À cette date, soit Air Antilles vivra, soit elle mourra. Lors de l'audience qui s'est tenue ce jeudi matin (23 avril 2026), le tribunal devait se pencher sur deux offres de reprise.

Néanmoins, une seule offre a pu être présentée. L'autre candidat n'a pas pu apporter la preuve de l'existence des fonds à la justice.

Après une heure d'examen, les représentants du personnel de la compagnie n'affichaient pas une mine particulièrement réjouie.

Brieuc Hardy, délégué syndicat du Syndicat National des Pilotes de Ligne, a fait part de ses doutes

C'est un goût amer. L'offre du docteur Sainte-Luce a été travaillée et remaniée. Il y a eu beaucoup de discussions sur les obtentions des autorisations par la DGAC. Il y a un certain de questions qui subsistent.
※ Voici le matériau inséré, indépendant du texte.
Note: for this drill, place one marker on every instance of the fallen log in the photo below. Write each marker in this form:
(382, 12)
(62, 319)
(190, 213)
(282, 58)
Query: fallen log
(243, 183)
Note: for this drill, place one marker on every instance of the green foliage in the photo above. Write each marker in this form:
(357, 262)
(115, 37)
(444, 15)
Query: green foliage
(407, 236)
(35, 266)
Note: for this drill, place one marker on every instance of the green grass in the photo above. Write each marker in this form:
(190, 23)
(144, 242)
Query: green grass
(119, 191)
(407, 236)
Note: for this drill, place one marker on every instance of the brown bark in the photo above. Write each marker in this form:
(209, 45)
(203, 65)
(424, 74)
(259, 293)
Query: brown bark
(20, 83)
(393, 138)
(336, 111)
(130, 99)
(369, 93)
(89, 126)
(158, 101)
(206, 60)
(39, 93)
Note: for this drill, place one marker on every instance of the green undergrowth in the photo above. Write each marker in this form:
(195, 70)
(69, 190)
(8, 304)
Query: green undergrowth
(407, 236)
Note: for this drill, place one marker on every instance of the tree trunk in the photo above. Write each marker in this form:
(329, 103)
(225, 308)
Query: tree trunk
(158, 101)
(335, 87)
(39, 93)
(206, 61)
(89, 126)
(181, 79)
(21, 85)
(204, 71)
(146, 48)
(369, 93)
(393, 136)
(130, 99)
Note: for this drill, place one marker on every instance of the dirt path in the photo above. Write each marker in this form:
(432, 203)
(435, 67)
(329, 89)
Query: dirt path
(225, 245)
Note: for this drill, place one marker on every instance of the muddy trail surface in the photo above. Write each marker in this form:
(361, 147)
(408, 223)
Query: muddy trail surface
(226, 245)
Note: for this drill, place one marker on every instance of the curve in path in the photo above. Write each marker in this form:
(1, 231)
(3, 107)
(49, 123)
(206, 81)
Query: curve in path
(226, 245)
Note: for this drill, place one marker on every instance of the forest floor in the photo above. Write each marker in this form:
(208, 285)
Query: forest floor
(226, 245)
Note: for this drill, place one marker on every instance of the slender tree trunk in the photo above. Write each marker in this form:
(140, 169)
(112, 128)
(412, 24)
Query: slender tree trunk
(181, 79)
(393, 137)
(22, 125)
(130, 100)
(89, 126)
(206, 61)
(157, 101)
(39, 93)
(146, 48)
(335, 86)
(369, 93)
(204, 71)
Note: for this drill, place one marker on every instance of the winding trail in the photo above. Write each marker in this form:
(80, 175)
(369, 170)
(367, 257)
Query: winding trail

On retient la crainte de la juridiction de voir de nouveau cette compagnie se présenter devant le tribunal de commerce. Du côté des salariés, c'est un désastre social. L'offre ne reprend que 14 salariés sur 116. On ne sait pas quelle va être la décision du tribunal

 

"Ce plan n'est pas viable"

Séverine Louisor-Marlborough, représentante du personnel d'Air Antilles, avoue ne plus avoir l'espoir de voir les avions d'Air Antilles décoller à nouveau

À l'heure actuelle, l'espoir que nous gardons, c'est d'être enfin soulagés. Je n'ai plus l'espoir que la compagnie soit sauvée car le plan n'est pas viable selon nous. La ré-obtention de nos certifications et de notre licence va prendre du temps et n'a pas été assez bien pris en considération par le seul repreneur. C'est un dossier nourri de rêves notamment celui de voir des Guadeloupéens poursuivre l'action de la compagnie mais les moyens ne correspondent pas avec la réalité du terrain

Sauvée l'an dernier à la barre du tribunal, Air Antilles pourrait cette fois-ci disparaître diminuant drastiquement l'offre aérienne dans la région.